Dependencies on Data and Code
Last updated on 2025-04-16 | Edit this page
Estimated time: 20 minutes
Overview
Questions
- How can I write an SConsript file to update things when my scripts have changed rather than my input files?
Objectives
- Output files are a product not only of input files but of the scripts or code that created the output files.
- Recognize and avoid false dependencies.
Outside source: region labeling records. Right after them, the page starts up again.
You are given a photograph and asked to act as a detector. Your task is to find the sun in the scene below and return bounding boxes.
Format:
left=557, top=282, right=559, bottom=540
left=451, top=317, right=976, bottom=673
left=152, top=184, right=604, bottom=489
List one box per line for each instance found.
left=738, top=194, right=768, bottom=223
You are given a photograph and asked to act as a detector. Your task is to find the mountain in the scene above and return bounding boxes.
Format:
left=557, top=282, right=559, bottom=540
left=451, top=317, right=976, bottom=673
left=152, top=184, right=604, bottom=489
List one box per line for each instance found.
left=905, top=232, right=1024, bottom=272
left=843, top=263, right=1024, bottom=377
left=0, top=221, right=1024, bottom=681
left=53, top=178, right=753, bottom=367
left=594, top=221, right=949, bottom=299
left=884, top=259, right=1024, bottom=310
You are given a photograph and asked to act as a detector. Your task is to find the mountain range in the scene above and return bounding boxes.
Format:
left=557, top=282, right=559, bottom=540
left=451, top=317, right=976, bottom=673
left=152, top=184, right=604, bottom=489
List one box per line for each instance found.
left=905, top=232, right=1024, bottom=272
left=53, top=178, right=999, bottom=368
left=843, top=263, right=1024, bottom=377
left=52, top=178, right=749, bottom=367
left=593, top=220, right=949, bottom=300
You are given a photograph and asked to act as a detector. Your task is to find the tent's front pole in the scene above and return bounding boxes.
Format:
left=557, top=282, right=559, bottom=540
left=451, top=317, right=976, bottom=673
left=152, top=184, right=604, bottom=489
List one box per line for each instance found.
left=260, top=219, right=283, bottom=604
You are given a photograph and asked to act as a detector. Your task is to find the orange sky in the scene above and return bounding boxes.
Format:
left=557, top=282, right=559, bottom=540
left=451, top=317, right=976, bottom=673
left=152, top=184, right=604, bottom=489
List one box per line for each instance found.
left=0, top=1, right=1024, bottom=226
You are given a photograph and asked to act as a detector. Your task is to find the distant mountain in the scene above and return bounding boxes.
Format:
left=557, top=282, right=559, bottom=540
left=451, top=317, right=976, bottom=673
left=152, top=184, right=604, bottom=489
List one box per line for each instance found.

Our SConstruct file now looks like this:
PYTHON
import os
env = Environment(ENV=os.environ.copy())
env.Command(
target=["isles.dat"],
source=["books/isles.txt"],
action=["python countwords.py ${SOURCES[0]} ${TARGET}"],
)
env.Command(
target=["abyss.dat"],
source=["books/abyss.txt"],
action=["python countwords.py ${SOURCES[0]} ${TARGET}"],
)
env.Command(
target=["last.dat"],
source=["books/last.txt"],
action=["python countwords.py ${SOURCES[0]} ${TARGET}"],
)
env.Alias("dats", ["isles.dat", "abyss.dat", "last.dat"])
env.Command(
target=["results.txt"],
source=["isles.dat", "abyss.dat", "last.dat"],
action=["python testzipf.py ${SOURCES} > ${TARGET}"],
)
env.Default(["results.txt"])
Our data files are produced using not only the input text files but
also the script countwords.py
that processes the text files
and creates the data files. A change to countwords.py
(e.g. adding a new column of summary data or removing an existing one)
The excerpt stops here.